Je n’ai qu’à remonter le courant des jours écoulés et je sens en moi un étrange bien-être, la vive gaieté d’une fillette. Ah ! qu’il fait bon, mon enfant, de n’avoir que des souvenirs jolis, bons, purs surtout, sans tache !

Mon père avait une jolie propriété, et, dans cette propriété, une antique maison ayant l’air d’un château, avec ses pignons, ses saillies, ses petites tours.
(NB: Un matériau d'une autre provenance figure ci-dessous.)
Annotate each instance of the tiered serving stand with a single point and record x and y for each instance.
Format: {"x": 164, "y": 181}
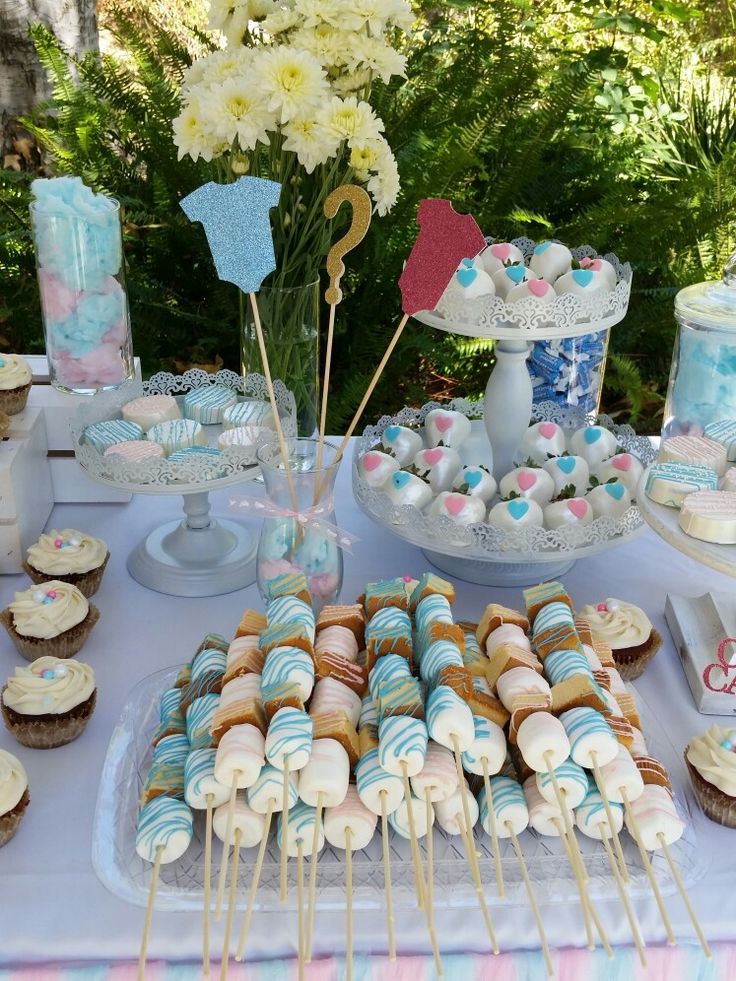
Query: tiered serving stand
{"x": 199, "y": 555}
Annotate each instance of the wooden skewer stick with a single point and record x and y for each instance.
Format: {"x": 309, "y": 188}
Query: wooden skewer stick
{"x": 313, "y": 859}
{"x": 634, "y": 824}
{"x": 226, "y": 842}
{"x": 243, "y": 935}
{"x": 231, "y": 906}
{"x": 387, "y": 889}
{"x": 272, "y": 399}
{"x": 621, "y": 885}
{"x": 413, "y": 840}
{"x": 283, "y": 888}
{"x": 300, "y": 903}
{"x": 683, "y": 893}
{"x": 349, "y": 905}
{"x": 149, "y": 913}
{"x": 500, "y": 887}
{"x": 532, "y": 899}
{"x": 207, "y": 887}
{"x": 469, "y": 843}
{"x": 462, "y": 786}
{"x": 609, "y": 816}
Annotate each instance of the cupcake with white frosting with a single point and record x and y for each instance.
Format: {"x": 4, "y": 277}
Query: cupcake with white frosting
{"x": 53, "y": 618}
{"x": 711, "y": 763}
{"x": 15, "y": 383}
{"x": 49, "y": 703}
{"x": 627, "y": 630}
{"x": 14, "y": 796}
{"x": 69, "y": 556}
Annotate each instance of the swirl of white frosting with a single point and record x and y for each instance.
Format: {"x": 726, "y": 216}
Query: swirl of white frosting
{"x": 77, "y": 553}
{"x": 34, "y": 617}
{"x": 14, "y": 372}
{"x": 620, "y": 625}
{"x": 50, "y": 685}
{"x": 712, "y": 760}
{"x": 13, "y": 781}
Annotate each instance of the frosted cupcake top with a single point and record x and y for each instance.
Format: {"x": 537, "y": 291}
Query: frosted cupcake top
{"x": 64, "y": 552}
{"x": 714, "y": 757}
{"x": 617, "y": 623}
{"x": 49, "y": 685}
{"x": 48, "y": 610}
{"x": 14, "y": 372}
{"x": 13, "y": 781}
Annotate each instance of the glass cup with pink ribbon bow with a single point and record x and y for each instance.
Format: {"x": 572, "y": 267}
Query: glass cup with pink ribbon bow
{"x": 299, "y": 532}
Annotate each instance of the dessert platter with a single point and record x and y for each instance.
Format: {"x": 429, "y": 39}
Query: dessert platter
{"x": 433, "y": 487}
{"x": 311, "y": 732}
{"x": 184, "y": 435}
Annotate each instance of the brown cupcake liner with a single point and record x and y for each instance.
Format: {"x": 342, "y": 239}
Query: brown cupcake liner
{"x": 10, "y": 821}
{"x": 86, "y": 582}
{"x": 716, "y": 805}
{"x": 13, "y": 400}
{"x": 49, "y": 731}
{"x": 631, "y": 664}
{"x": 67, "y": 644}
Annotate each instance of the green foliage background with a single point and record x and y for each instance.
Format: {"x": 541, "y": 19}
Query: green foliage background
{"x": 608, "y": 121}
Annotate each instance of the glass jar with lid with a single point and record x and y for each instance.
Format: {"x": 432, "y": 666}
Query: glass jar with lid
{"x": 702, "y": 385}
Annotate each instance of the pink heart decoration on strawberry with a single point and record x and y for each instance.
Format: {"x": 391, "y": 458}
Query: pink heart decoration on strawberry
{"x": 526, "y": 480}
{"x": 454, "y": 504}
{"x": 578, "y": 507}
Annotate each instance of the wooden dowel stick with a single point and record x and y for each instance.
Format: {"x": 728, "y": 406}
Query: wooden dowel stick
{"x": 283, "y": 888}
{"x": 149, "y": 913}
{"x": 349, "y": 905}
{"x": 621, "y": 885}
{"x": 500, "y": 887}
{"x": 609, "y": 816}
{"x": 207, "y": 887}
{"x": 634, "y": 825}
{"x": 230, "y": 906}
{"x": 532, "y": 899}
{"x": 243, "y": 935}
{"x": 226, "y": 842}
{"x": 387, "y": 888}
{"x": 313, "y": 860}
{"x": 684, "y": 894}
{"x": 272, "y": 399}
{"x": 413, "y": 840}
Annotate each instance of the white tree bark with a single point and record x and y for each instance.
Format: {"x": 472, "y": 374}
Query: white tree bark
{"x": 22, "y": 81}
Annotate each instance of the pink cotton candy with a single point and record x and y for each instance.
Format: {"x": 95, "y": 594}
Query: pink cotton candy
{"x": 58, "y": 301}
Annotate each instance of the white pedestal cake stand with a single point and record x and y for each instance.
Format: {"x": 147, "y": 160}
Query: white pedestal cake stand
{"x": 199, "y": 555}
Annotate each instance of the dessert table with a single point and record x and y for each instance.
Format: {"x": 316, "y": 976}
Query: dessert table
{"x": 55, "y": 913}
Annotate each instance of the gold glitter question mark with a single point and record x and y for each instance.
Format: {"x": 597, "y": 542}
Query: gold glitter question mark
{"x": 361, "y": 205}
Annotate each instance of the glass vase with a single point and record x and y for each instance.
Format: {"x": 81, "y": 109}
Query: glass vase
{"x": 84, "y": 302}
{"x": 290, "y": 321}
{"x": 300, "y": 535}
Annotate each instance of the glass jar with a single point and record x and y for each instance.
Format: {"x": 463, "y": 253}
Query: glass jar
{"x": 84, "y": 303}
{"x": 702, "y": 385}
{"x": 300, "y": 534}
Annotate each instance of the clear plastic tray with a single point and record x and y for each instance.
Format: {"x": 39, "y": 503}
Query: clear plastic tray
{"x": 181, "y": 883}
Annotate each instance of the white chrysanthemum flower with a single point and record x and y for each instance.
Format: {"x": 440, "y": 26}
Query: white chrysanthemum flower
{"x": 310, "y": 141}
{"x": 235, "y": 110}
{"x": 351, "y": 120}
{"x": 191, "y": 133}
{"x": 381, "y": 59}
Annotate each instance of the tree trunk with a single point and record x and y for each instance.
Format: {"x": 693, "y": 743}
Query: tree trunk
{"x": 22, "y": 81}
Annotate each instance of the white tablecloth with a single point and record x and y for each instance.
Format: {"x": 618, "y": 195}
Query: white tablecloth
{"x": 52, "y": 907}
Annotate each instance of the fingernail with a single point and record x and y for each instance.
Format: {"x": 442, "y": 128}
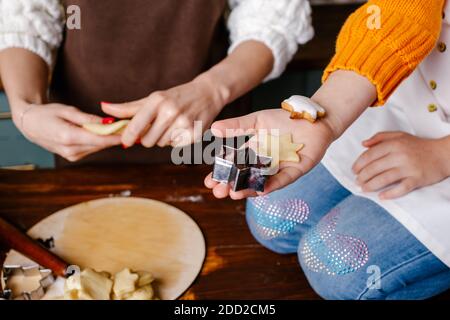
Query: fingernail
{"x": 108, "y": 120}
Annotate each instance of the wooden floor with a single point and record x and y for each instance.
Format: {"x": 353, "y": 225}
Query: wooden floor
{"x": 236, "y": 266}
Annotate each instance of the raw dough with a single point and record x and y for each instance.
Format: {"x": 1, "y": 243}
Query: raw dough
{"x": 303, "y": 108}
{"x": 107, "y": 129}
{"x": 125, "y": 285}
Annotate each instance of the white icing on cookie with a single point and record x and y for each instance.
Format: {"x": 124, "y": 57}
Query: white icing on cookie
{"x": 302, "y": 104}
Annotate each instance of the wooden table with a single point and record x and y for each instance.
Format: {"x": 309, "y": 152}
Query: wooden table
{"x": 236, "y": 266}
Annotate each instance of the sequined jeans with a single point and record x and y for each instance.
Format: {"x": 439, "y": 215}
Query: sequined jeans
{"x": 348, "y": 246}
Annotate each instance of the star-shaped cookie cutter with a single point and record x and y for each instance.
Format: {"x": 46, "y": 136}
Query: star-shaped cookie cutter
{"x": 9, "y": 271}
{"x": 242, "y": 168}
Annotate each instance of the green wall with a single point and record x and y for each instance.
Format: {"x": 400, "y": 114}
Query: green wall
{"x": 16, "y": 150}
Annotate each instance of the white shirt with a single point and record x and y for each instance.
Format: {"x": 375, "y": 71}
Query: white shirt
{"x": 38, "y": 25}
{"x": 420, "y": 108}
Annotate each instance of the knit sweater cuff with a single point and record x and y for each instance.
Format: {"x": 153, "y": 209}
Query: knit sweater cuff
{"x": 384, "y": 56}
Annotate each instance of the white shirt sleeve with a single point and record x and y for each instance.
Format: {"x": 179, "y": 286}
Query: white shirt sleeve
{"x": 280, "y": 24}
{"x": 35, "y": 25}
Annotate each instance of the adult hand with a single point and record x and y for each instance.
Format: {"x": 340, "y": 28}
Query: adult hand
{"x": 167, "y": 117}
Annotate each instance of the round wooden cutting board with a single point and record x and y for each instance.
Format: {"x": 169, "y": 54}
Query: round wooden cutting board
{"x": 116, "y": 233}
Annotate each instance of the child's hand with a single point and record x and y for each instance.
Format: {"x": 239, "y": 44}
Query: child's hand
{"x": 398, "y": 158}
{"x": 316, "y": 137}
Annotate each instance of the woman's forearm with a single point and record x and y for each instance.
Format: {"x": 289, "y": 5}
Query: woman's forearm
{"x": 24, "y": 76}
{"x": 444, "y": 151}
{"x": 345, "y": 95}
{"x": 244, "y": 69}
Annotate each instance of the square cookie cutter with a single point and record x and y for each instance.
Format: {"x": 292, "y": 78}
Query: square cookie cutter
{"x": 10, "y": 271}
{"x": 241, "y": 168}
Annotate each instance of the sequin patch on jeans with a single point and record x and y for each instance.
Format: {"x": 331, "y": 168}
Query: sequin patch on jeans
{"x": 326, "y": 251}
{"x": 277, "y": 217}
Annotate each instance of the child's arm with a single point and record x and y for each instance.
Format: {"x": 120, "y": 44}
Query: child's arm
{"x": 403, "y": 162}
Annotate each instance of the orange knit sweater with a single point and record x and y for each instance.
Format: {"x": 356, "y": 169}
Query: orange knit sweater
{"x": 408, "y": 32}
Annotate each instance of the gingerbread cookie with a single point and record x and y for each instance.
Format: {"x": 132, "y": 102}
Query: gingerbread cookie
{"x": 107, "y": 129}
{"x": 303, "y": 108}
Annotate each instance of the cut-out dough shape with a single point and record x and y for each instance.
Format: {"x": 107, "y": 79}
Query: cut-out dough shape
{"x": 107, "y": 129}
{"x": 303, "y": 108}
{"x": 279, "y": 148}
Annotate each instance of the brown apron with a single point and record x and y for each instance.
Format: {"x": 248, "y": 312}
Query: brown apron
{"x": 126, "y": 49}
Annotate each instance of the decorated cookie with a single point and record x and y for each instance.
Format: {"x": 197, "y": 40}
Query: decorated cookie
{"x": 303, "y": 108}
{"x": 103, "y": 129}
{"x": 279, "y": 148}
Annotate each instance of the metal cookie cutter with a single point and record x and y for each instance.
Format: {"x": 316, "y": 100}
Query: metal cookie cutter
{"x": 46, "y": 279}
{"x": 242, "y": 169}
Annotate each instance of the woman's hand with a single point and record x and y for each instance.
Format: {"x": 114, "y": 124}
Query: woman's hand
{"x": 316, "y": 137}
{"x": 168, "y": 117}
{"x": 57, "y": 128}
{"x": 402, "y": 161}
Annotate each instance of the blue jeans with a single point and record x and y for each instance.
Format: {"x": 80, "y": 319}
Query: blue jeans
{"x": 348, "y": 246}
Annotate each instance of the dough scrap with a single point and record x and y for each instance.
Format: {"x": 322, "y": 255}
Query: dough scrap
{"x": 107, "y": 129}
{"x": 125, "y": 285}
{"x": 303, "y": 108}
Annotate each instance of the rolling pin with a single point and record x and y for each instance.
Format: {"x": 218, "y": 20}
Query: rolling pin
{"x": 15, "y": 239}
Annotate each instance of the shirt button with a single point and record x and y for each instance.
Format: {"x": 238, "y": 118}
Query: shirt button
{"x": 432, "y": 108}
{"x": 433, "y": 85}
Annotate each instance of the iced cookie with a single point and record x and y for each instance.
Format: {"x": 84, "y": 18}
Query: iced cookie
{"x": 303, "y": 108}
{"x": 279, "y": 148}
{"x": 107, "y": 129}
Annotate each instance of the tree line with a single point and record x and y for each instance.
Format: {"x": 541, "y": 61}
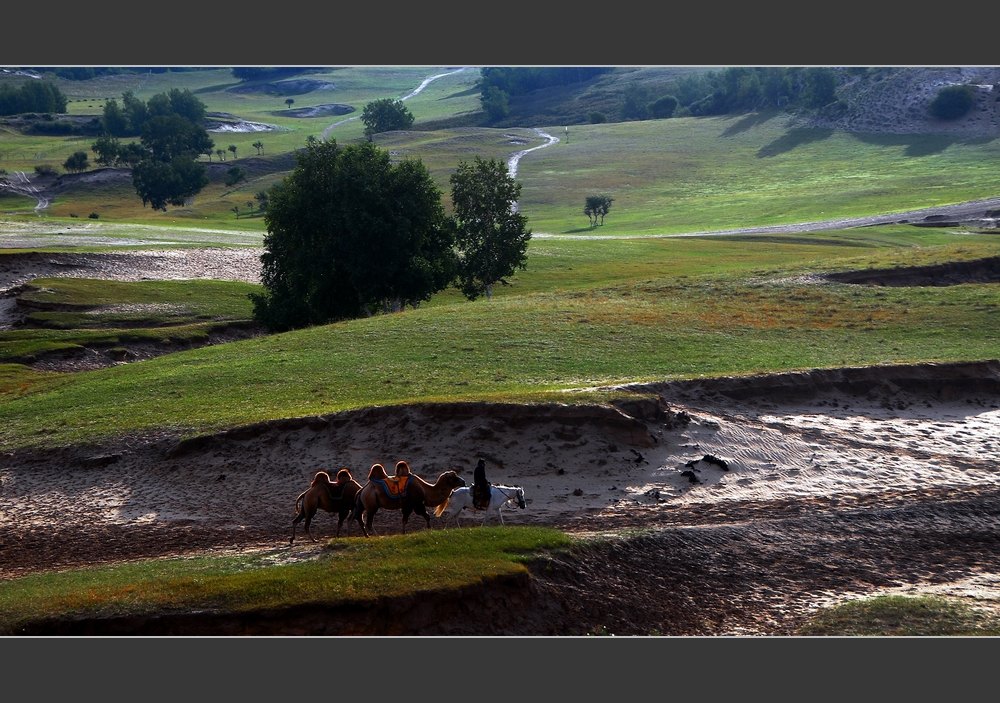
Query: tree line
{"x": 172, "y": 136}
{"x": 31, "y": 96}
{"x": 351, "y": 234}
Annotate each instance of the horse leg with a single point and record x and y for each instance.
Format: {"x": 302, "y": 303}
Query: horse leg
{"x": 421, "y": 509}
{"x": 369, "y": 519}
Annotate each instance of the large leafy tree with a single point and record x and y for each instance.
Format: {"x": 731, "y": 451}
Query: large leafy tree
{"x": 172, "y": 138}
{"x": 385, "y": 115}
{"x": 490, "y": 234}
{"x": 350, "y": 234}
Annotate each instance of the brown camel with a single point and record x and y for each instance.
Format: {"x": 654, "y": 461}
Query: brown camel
{"x": 332, "y": 496}
{"x": 416, "y": 495}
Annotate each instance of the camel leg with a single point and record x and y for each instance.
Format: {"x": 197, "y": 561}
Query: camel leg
{"x": 421, "y": 510}
{"x": 298, "y": 518}
{"x": 309, "y": 518}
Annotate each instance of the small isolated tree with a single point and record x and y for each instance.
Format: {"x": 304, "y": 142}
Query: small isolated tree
{"x": 351, "y": 234}
{"x": 490, "y": 234}
{"x": 234, "y": 175}
{"x": 76, "y": 162}
{"x": 596, "y": 207}
{"x": 952, "y": 102}
{"x": 385, "y": 115}
{"x": 107, "y": 150}
{"x": 663, "y": 107}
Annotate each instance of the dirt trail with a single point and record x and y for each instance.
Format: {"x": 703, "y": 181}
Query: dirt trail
{"x": 838, "y": 484}
{"x": 416, "y": 91}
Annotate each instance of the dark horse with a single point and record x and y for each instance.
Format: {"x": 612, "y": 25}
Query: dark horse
{"x": 332, "y": 496}
{"x": 383, "y": 491}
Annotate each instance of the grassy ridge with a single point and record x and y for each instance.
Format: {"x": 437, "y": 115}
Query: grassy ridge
{"x": 693, "y": 174}
{"x": 654, "y": 313}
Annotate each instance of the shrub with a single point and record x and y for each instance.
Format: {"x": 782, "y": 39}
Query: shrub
{"x": 663, "y": 107}
{"x": 235, "y": 175}
{"x": 952, "y": 102}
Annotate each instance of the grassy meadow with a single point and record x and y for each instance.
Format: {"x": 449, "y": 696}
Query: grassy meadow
{"x": 348, "y": 571}
{"x": 588, "y": 311}
{"x": 585, "y": 313}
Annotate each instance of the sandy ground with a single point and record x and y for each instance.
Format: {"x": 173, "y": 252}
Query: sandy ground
{"x": 829, "y": 495}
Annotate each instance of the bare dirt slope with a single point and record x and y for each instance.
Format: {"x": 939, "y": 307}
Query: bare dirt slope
{"x": 836, "y": 484}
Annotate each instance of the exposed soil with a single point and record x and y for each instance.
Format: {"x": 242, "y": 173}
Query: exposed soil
{"x": 325, "y": 110}
{"x": 948, "y": 274}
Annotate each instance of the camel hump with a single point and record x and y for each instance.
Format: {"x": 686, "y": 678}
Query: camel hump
{"x": 321, "y": 477}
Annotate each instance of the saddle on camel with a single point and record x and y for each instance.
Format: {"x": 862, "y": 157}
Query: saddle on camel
{"x": 393, "y": 486}
{"x": 480, "y": 487}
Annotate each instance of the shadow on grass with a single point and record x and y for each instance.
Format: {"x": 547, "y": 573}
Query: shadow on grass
{"x": 747, "y": 122}
{"x": 462, "y": 93}
{"x": 794, "y": 138}
{"x": 920, "y": 144}
{"x": 794, "y": 239}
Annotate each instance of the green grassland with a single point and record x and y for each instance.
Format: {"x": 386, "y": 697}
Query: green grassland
{"x": 74, "y": 314}
{"x": 717, "y": 173}
{"x": 220, "y": 92}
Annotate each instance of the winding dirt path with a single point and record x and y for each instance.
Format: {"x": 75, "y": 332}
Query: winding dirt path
{"x": 416, "y": 91}
{"x": 22, "y": 185}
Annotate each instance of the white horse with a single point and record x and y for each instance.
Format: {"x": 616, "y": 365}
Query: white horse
{"x": 500, "y": 497}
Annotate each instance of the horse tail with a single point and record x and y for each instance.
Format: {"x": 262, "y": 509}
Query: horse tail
{"x": 441, "y": 507}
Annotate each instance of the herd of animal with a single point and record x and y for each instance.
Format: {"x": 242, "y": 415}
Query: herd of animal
{"x": 404, "y": 491}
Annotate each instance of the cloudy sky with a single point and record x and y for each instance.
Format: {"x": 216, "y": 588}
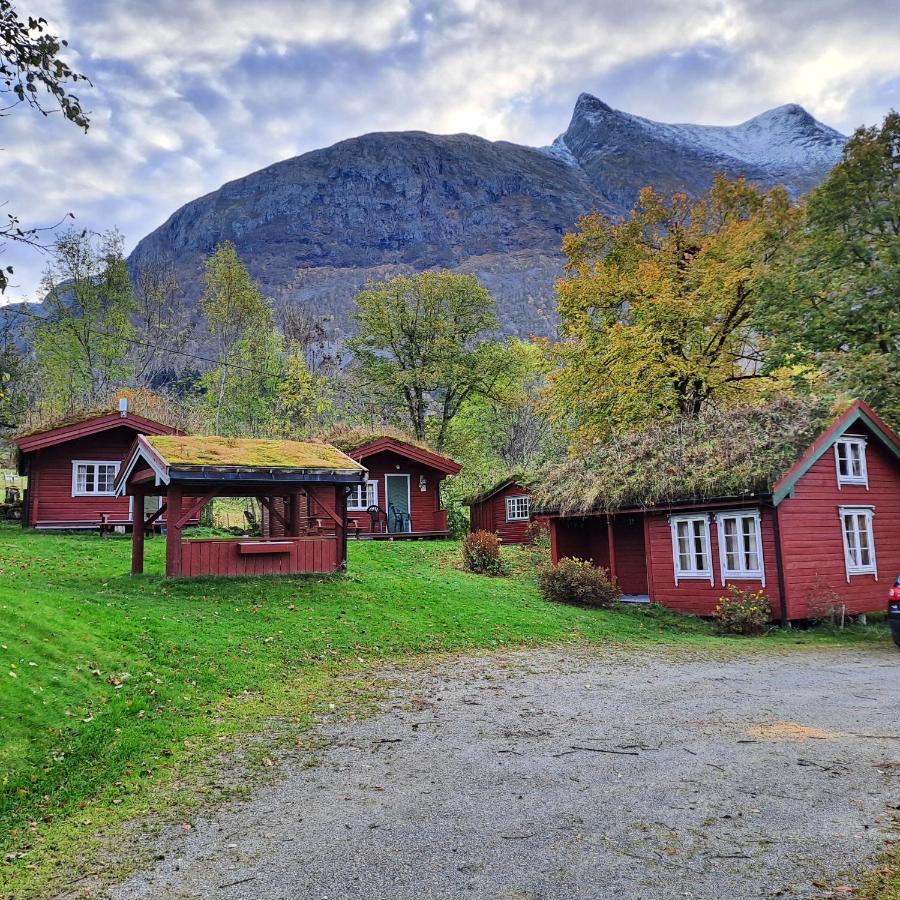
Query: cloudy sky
{"x": 188, "y": 94}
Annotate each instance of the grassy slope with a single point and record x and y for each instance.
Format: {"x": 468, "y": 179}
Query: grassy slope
{"x": 108, "y": 681}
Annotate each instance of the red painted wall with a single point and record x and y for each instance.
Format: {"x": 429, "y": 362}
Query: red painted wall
{"x": 50, "y": 499}
{"x": 223, "y": 557}
{"x": 425, "y": 506}
{"x": 699, "y": 597}
{"x": 812, "y": 541}
{"x": 490, "y": 515}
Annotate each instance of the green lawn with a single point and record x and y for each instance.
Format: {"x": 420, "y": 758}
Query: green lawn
{"x": 112, "y": 687}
Elle était entourée d’un parc non entretenu et beau par cela même que personne ne s’en occupait, qu’aucun jardinier ne cherchait à l’embellir, qu’il était abandonné aux soins de la seule nature. C’était une vraie forêt vierge que notre parc, une forêt pleine d’oiseaux chantant dans les arbres, d’abeilles bourdonnant sur les pelouses émaillées de toute espèce de fleurs.

Je grandis dans cette maison, ce jardin.

Je ne connus jamais ma mère. Elle était morte, moi à peine au monde.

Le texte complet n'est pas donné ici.